Pois já se vai 48 anos de um bicampeonato no Chile. Quanta coisa mudou!

Assistíamos aos jogos em um painel de luz manipulado em plena Praça da Sé. Víamos uma luz que movimentava no painel. E eram assim nossas emoções: as mais puras, pois não era visado o fator monetário…

Passados alguns dias, chegava ao Aeroporto de Congonhas, em um avião da extinta Pannair do Brasil prefixo PP-PDC, aquela que um dia seria nossa para sempre e que algum imbecil iria derretê-la… A tão cobiçada taça Jules Rimet! Esperamos no saguão do aeroporto, mas a ânsia era maior, e conseguimos invadir a pista e ir bem perto dos jogadores… Eque jogadores! Tinham a pátria em primeiro lugar!

Hoje seriam milionários! Muitos estão por aí ainda, vivendo medianamente com recursos economizados… Mas que glória! Eu me sentia o maior privilegiado, pois tinha ficado a menos de 2 metros do tão cobiçado troféu!
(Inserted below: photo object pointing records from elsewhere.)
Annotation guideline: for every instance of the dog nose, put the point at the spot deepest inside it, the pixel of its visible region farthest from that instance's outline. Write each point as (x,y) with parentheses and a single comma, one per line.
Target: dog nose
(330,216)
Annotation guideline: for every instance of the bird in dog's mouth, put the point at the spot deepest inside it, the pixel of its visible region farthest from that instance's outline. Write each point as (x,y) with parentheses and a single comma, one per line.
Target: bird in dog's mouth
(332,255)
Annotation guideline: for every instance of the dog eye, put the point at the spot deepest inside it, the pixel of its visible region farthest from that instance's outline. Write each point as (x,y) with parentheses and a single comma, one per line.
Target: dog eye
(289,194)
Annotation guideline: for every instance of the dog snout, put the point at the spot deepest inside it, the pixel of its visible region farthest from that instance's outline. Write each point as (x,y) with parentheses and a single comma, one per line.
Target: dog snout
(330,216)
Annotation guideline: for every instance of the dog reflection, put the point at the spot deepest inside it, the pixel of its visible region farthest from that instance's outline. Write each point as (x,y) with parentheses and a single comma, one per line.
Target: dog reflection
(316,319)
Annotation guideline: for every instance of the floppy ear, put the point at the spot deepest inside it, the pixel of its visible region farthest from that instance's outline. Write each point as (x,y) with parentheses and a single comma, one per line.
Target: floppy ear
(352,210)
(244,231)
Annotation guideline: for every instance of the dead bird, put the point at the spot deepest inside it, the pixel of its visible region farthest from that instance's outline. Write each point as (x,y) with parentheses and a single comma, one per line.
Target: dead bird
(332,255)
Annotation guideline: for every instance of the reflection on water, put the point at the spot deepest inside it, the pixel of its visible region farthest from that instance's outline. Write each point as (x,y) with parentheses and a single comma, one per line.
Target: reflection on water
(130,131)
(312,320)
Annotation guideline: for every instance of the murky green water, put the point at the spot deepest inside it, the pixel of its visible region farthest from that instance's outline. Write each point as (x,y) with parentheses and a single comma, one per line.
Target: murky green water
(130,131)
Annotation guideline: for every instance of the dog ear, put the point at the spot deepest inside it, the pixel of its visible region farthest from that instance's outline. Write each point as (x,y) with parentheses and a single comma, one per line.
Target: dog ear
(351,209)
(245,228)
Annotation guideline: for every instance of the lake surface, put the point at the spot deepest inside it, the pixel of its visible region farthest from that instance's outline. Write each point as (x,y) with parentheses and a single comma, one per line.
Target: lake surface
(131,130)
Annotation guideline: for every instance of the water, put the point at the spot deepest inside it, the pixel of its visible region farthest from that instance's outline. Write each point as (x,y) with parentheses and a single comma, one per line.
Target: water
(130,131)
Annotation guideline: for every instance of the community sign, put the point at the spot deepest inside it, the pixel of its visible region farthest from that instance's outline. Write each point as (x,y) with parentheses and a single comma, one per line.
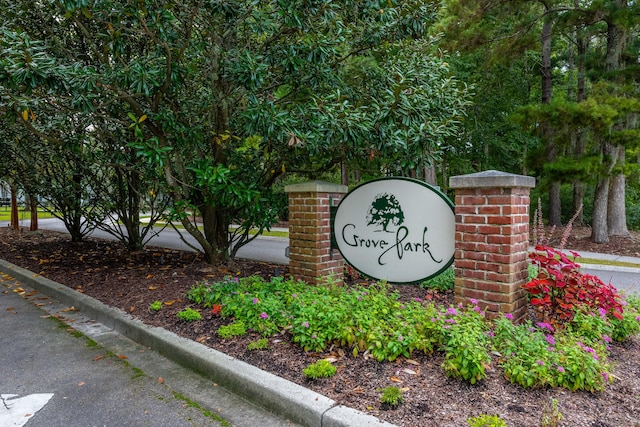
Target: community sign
(396,229)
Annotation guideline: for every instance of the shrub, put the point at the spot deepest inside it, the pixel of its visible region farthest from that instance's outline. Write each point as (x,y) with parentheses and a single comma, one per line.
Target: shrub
(189,315)
(560,289)
(464,341)
(321,369)
(485,420)
(443,282)
(392,396)
(533,357)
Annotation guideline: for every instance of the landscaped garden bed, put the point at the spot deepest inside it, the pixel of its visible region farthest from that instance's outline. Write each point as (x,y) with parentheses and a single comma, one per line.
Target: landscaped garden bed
(426,368)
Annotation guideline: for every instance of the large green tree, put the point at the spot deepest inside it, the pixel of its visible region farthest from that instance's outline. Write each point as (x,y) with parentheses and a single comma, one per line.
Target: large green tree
(222,97)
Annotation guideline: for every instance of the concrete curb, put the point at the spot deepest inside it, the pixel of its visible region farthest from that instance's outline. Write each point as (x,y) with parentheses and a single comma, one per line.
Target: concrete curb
(275,394)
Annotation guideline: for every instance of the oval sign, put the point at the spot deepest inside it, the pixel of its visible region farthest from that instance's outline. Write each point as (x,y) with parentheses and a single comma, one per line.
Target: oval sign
(396,229)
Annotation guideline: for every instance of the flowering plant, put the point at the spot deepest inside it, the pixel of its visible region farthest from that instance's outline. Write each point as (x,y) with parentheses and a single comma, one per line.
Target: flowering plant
(560,288)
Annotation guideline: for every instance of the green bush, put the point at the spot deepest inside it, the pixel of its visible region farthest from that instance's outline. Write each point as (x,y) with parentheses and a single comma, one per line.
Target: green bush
(189,315)
(442,282)
(392,396)
(321,369)
(485,420)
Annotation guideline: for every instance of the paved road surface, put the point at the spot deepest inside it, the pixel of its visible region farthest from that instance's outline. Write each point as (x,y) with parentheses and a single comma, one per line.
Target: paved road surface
(51,375)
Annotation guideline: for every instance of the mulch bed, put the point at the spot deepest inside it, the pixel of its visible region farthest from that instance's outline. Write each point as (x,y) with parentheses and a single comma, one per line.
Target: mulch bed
(105,271)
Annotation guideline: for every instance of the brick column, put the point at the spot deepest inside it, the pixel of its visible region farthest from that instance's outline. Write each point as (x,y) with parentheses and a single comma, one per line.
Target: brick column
(492,240)
(310,257)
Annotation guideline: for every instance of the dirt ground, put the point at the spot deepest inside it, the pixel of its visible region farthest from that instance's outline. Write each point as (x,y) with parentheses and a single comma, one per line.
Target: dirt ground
(105,271)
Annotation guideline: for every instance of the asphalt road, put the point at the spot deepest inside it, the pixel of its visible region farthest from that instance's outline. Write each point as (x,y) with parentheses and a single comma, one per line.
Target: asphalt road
(272,249)
(267,249)
(51,377)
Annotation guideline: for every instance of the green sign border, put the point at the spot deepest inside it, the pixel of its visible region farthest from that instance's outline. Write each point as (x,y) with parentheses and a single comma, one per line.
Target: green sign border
(334,243)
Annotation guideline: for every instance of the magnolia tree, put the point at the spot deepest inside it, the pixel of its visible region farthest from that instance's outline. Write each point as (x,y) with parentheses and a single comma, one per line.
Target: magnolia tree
(221,98)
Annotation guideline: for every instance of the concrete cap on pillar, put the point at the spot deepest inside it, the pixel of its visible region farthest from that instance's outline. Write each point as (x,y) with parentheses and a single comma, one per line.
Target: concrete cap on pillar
(492,178)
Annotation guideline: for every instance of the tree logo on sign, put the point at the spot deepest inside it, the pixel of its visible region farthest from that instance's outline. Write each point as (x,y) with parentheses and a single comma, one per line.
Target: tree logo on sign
(385,210)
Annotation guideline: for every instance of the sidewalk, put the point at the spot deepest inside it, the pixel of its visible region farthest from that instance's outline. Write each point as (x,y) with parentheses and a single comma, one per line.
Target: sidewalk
(281,399)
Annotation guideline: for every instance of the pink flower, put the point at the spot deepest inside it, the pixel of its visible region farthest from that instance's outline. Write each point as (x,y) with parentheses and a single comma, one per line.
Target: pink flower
(544,325)
(550,339)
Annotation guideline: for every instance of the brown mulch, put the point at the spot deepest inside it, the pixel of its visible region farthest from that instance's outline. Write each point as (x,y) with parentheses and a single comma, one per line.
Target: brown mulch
(131,282)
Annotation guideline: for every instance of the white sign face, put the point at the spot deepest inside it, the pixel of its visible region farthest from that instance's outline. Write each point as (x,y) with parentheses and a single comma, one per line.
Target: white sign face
(396,229)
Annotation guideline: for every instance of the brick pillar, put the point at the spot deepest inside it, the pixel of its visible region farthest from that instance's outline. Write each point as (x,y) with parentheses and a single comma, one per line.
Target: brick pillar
(310,255)
(492,240)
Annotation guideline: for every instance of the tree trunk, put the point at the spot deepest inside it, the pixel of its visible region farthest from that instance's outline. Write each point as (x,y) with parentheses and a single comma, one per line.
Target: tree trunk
(33,205)
(430,175)
(599,231)
(15,222)
(546,130)
(616,208)
(580,136)
(344,173)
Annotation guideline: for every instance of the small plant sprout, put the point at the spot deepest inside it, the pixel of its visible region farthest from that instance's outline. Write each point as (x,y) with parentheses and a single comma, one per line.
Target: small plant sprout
(261,344)
(551,415)
(484,420)
(236,329)
(321,369)
(392,396)
(189,315)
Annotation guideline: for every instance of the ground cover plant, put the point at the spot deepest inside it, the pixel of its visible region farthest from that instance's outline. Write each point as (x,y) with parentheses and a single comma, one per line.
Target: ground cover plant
(571,353)
(131,282)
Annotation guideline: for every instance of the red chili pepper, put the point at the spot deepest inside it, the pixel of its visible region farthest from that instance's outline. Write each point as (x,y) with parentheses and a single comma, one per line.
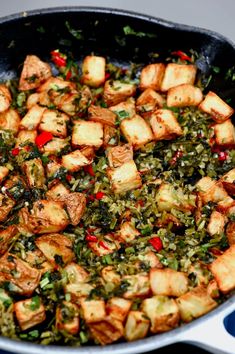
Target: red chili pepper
(99,195)
(43,138)
(89,169)
(181,55)
(156,242)
(15,151)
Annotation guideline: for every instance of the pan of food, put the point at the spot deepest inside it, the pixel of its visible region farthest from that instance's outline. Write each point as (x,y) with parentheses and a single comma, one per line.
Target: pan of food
(117,212)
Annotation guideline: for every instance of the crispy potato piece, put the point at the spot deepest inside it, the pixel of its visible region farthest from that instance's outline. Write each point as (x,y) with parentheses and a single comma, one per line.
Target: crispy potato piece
(151,76)
(184,95)
(225,134)
(223,269)
(177,74)
(216,107)
(101,115)
(10,120)
(19,273)
(67,318)
(87,134)
(34,73)
(216,223)
(124,178)
(120,154)
(116,91)
(136,131)
(93,70)
(168,282)
(195,303)
(56,248)
(137,326)
(29,312)
(5,98)
(163,313)
(6,237)
(32,118)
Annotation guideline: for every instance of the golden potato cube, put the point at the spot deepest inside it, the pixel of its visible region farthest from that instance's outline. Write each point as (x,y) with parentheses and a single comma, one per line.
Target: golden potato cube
(223,269)
(195,303)
(151,76)
(163,313)
(32,118)
(225,134)
(177,74)
(168,282)
(124,178)
(136,131)
(93,70)
(137,326)
(216,223)
(216,107)
(29,312)
(165,125)
(56,248)
(116,92)
(184,95)
(87,133)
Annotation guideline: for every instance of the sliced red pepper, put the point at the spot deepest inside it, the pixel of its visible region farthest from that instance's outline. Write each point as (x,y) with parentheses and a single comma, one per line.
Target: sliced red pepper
(182,55)
(43,138)
(156,242)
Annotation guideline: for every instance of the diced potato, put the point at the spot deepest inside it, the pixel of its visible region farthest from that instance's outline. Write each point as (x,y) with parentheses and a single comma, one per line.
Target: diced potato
(102,115)
(137,326)
(34,172)
(148,101)
(110,275)
(118,308)
(26,136)
(125,177)
(138,286)
(228,181)
(168,197)
(136,131)
(93,310)
(125,109)
(54,122)
(87,133)
(29,312)
(151,76)
(75,273)
(24,277)
(216,107)
(163,313)
(216,223)
(165,125)
(128,232)
(120,154)
(5,98)
(7,236)
(107,330)
(56,248)
(225,134)
(195,303)
(116,91)
(32,118)
(10,120)
(168,282)
(67,318)
(223,269)
(74,161)
(93,70)
(184,95)
(177,74)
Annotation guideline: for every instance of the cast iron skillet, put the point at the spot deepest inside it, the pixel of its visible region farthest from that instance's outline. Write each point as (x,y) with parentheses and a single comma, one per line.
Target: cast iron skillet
(38,32)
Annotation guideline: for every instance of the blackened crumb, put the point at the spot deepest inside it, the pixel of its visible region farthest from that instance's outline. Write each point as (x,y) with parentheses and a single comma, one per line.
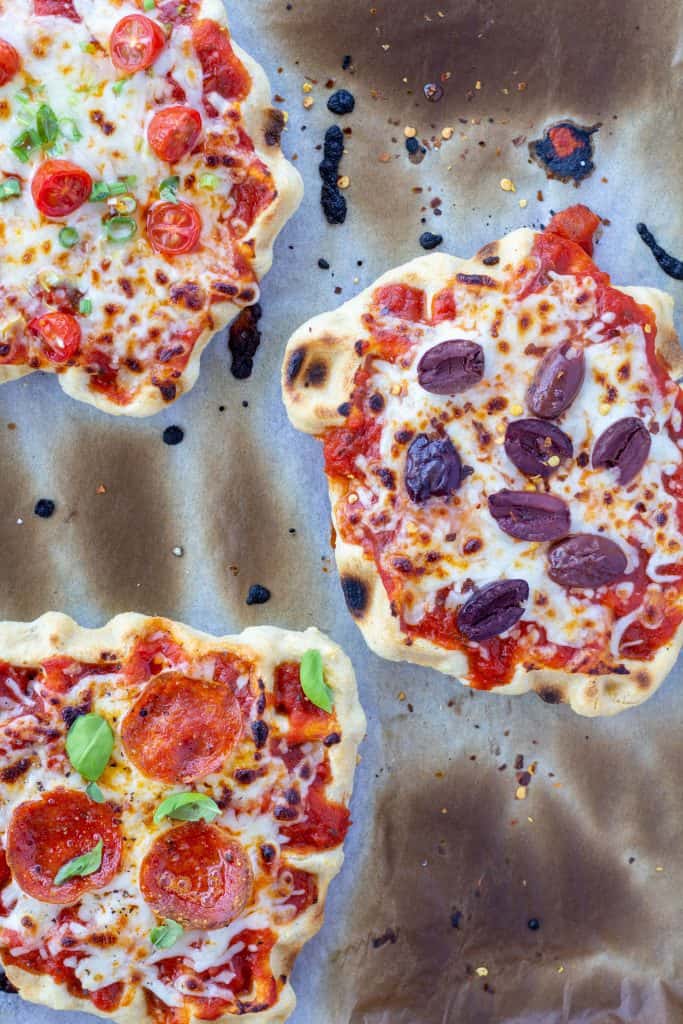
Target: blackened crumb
(430,241)
(341,101)
(173,435)
(44,508)
(243,341)
(258,594)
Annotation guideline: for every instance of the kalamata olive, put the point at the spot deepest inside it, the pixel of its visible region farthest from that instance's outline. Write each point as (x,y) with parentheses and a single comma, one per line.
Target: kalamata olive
(625,446)
(433,468)
(530,443)
(493,609)
(528,515)
(451,367)
(557,381)
(586,560)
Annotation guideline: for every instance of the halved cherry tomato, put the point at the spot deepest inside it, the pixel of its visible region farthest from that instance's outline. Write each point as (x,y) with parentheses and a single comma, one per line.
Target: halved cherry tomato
(9,61)
(135,43)
(59,333)
(173,227)
(174,131)
(59,187)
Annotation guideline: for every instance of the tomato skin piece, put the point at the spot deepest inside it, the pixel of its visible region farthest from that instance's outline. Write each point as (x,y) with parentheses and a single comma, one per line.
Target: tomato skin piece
(10,61)
(198,876)
(179,729)
(59,334)
(174,132)
(45,834)
(135,43)
(59,187)
(173,228)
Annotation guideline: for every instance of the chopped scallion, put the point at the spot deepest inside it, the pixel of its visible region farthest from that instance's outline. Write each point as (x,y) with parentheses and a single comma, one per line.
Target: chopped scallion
(9,187)
(120,228)
(69,237)
(209,181)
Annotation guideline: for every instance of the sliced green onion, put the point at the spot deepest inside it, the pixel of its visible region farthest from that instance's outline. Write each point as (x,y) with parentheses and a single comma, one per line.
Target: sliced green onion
(69,237)
(46,124)
(70,129)
(168,189)
(27,143)
(209,181)
(9,187)
(120,228)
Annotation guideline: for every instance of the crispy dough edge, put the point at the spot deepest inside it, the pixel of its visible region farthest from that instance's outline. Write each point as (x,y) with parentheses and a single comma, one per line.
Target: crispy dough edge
(25,643)
(317,374)
(258,116)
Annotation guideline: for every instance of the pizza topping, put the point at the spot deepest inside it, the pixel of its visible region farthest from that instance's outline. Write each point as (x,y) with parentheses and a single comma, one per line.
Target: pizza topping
(624,445)
(557,381)
(537,448)
(181,729)
(174,132)
(433,468)
(187,807)
(529,515)
(135,43)
(173,228)
(89,745)
(197,876)
(10,61)
(586,560)
(452,367)
(493,609)
(59,334)
(312,681)
(45,835)
(59,187)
Saímos acompanhando o cortejo no qual ia os jogadores em um caminhão do corpo de bombeiros. Descemos pela então Avenida Ruben Berta (não existia ainda a Avenida 23 de maio), até o Clube Sírio. Seguimos pela Avenida República do Líbano, chegamos ao Ibirapuera e subimos a Avenida Brigadeiro Luiz Antonio, para chegarmos ao prédio da Federação Paulista de Futebol.

A felicidade era tanta aos meus 16 anos, que nem percebi que todo esse percurso foi feito andando atrás do cortejo no meio de uma multidão! Nem cansado ficamos, pois nem nos lembramos de ter caminhado tanto! Apenas nos contagiamos com a felicidade do momento. Que saudade desse futebol-arte apaixonante!